In his research, Dr. Walton learned that prior to the 2008 recession, an average of 20 percent of students were on financial aid, but after the recession schools became more generous with their giving. He also learned that a large endowment does not correlate with providing generous financial aid, whereas usually schools that raise a lot for their annual giving fund are the most generous.

“If you have a big endowment it will matter, but a million-dollar endowment won’t matter,” Dr. Walton said. “But if you can raise a million dollars each year, that’s going to have a much larger impact.”  

 

Dr. Noam Weissman received his Ed.D. last June from USC in Educational Psychology, specifically in curriculum design. He said he wrote his dissertation, about how to teach Israel education in today’s world, every morning for 16 months from 4:20 to 6:40 AM.  

He said he had noticed that there was no formal or agreed-upon Israel education curriculum, despite there being many classes and courses, and therefore decided to write one himself — discovering a lot about himself on the way.

“Re-learning all of the history, different narratives and perspectives changed me as a person and really allowed me to be much more passionate about Zionism than I ever was, and I didn’t think that was possible,” Dr. Weissman said.  

Dr. Noam Weissman said he learned two lessons — one about teenagers and their thought processes, and one about his personal Zionism.

“Understanding and really going through an analysis of the identity development of teenagers is a process, and not something that is a given,” Dr. Noam Weissman said, “and it’s not something that many educators pay enough attention to.

“We all have to go through identity challenges in order to arrive at identity achievement,” he continued. “Educational Psychology is understanding how humans are motivated, how people acquire knowledge, how organizations function. It’s one thing to experience it, and it’s another thing to understand the theories of how students learn, how students feel, and how students can get motivated.”

 

General Studies Principal Mr. Daniel Weslow is hoping to finish his Ed.D. at Pepperdine University in February or March.  He started it back in 2007, but had to step away from it for a variety of personal reasons and has now gotten back to it and is almost done.

Mr. Weslow’s dissertation focuses on students’ transitions to high school between eighth and ninth grade in private schools, independent schools, Jewish schools and Catholic schools.

“My entire career I’ve been in middle schools or high schools or running secondary schools,” Mr. Weslow said, “so I’ve seen the interactions between students, parents and faculty in different stakeholders with that transition and how significant it is.”

He is studying how students adapt, how faculty is involved and assists and how the transition affects parents.
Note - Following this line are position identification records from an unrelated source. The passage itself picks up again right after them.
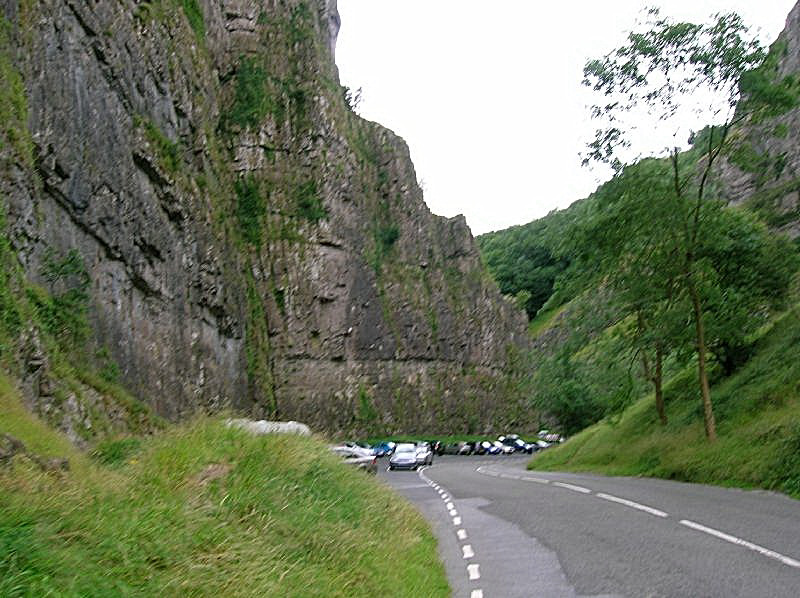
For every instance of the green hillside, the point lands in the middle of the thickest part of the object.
(202, 510)
(758, 425)
(669, 331)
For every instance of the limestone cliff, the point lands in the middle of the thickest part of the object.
(248, 240)
(765, 172)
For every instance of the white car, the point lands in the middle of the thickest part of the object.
(424, 453)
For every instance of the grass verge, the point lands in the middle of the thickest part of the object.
(758, 426)
(203, 510)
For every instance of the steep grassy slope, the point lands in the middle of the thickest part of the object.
(203, 510)
(758, 416)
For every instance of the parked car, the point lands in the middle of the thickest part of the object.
(465, 448)
(404, 457)
(424, 454)
(519, 445)
(478, 448)
(504, 448)
(361, 446)
(357, 458)
(383, 448)
(451, 448)
(491, 448)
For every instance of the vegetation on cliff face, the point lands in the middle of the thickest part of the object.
(757, 410)
(683, 278)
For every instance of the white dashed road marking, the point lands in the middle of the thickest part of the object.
(633, 505)
(466, 549)
(656, 512)
(572, 487)
(734, 540)
(533, 479)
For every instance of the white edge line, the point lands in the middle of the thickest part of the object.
(473, 571)
(734, 540)
(580, 489)
(632, 504)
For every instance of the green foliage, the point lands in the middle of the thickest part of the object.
(527, 259)
(62, 313)
(116, 451)
(307, 202)
(258, 351)
(169, 152)
(164, 11)
(211, 511)
(367, 414)
(661, 66)
(250, 209)
(252, 100)
(352, 98)
(11, 317)
(386, 236)
(13, 102)
(757, 409)
(194, 14)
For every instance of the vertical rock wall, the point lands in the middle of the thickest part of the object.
(250, 241)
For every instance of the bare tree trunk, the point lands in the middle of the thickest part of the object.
(654, 376)
(659, 390)
(708, 411)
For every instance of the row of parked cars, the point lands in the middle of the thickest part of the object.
(411, 455)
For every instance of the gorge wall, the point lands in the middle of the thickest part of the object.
(765, 173)
(247, 239)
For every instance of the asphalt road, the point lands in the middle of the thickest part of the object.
(558, 534)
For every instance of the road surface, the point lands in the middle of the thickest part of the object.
(506, 532)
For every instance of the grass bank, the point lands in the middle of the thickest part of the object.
(203, 510)
(758, 425)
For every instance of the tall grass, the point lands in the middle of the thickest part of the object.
(205, 510)
(758, 425)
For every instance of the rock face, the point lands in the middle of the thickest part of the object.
(767, 175)
(249, 240)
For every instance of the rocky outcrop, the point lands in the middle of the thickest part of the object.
(249, 240)
(765, 171)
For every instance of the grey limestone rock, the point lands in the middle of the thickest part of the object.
(338, 299)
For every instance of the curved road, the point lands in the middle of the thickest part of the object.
(505, 532)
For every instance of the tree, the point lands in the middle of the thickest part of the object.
(662, 65)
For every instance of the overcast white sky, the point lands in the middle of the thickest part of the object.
(487, 93)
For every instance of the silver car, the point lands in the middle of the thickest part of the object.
(424, 453)
(357, 458)
(404, 457)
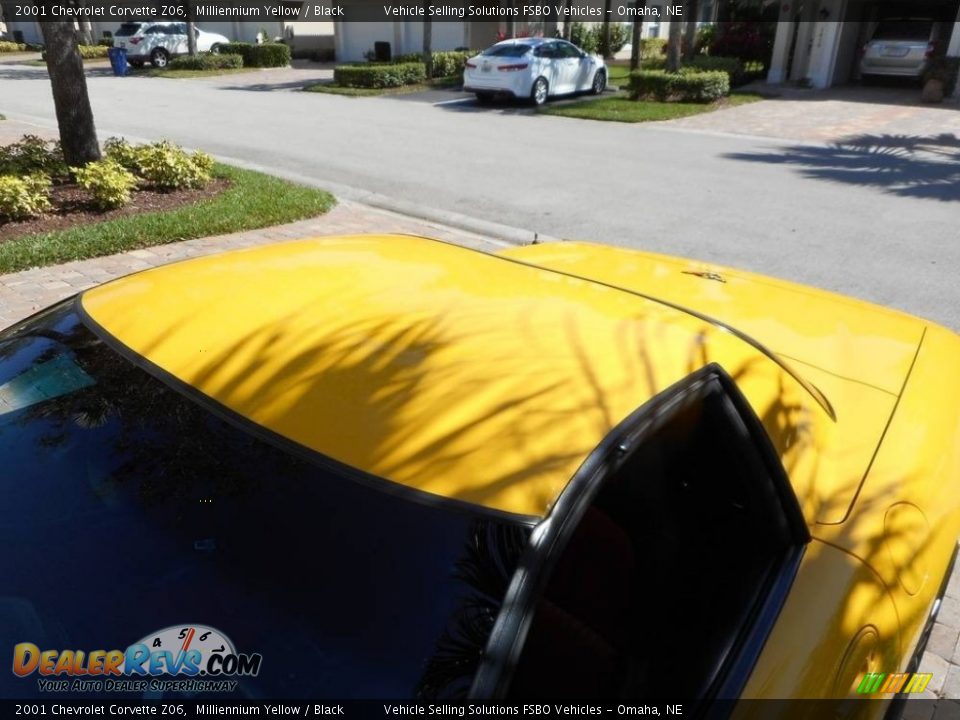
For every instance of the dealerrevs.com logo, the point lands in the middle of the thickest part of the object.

He hasn’t formulated his thesis yet, but his evolving observation is that no two schools approach the transition the same way — that each school has its own way of acclimating ninth-graders, and that regardless of institutional values, norms and priorities, there’s a thoughtful process.

“It’s always changing to improve, with students’ success and support being the number one priority,” said Mr. Weslow.

 

All nine of the teachers struggled or are struggling to balance their dissertations and family life.

Dr. Noam Weissman said his dissertation took a toll.

“I don’t think I was healthy for three years,” he said. “It’s something that I’m trying to get better at. I definitely saw my family less.”

Like Dr. Weissman, Mr. Weslow wakes up early in the morning, but he uses that morning time to read the paper or catch up on TV. When he gets home from work, he turns his phone off for 90 minutes to be present for his family, and then will work on his dissertation four nights a week, especially on weekends.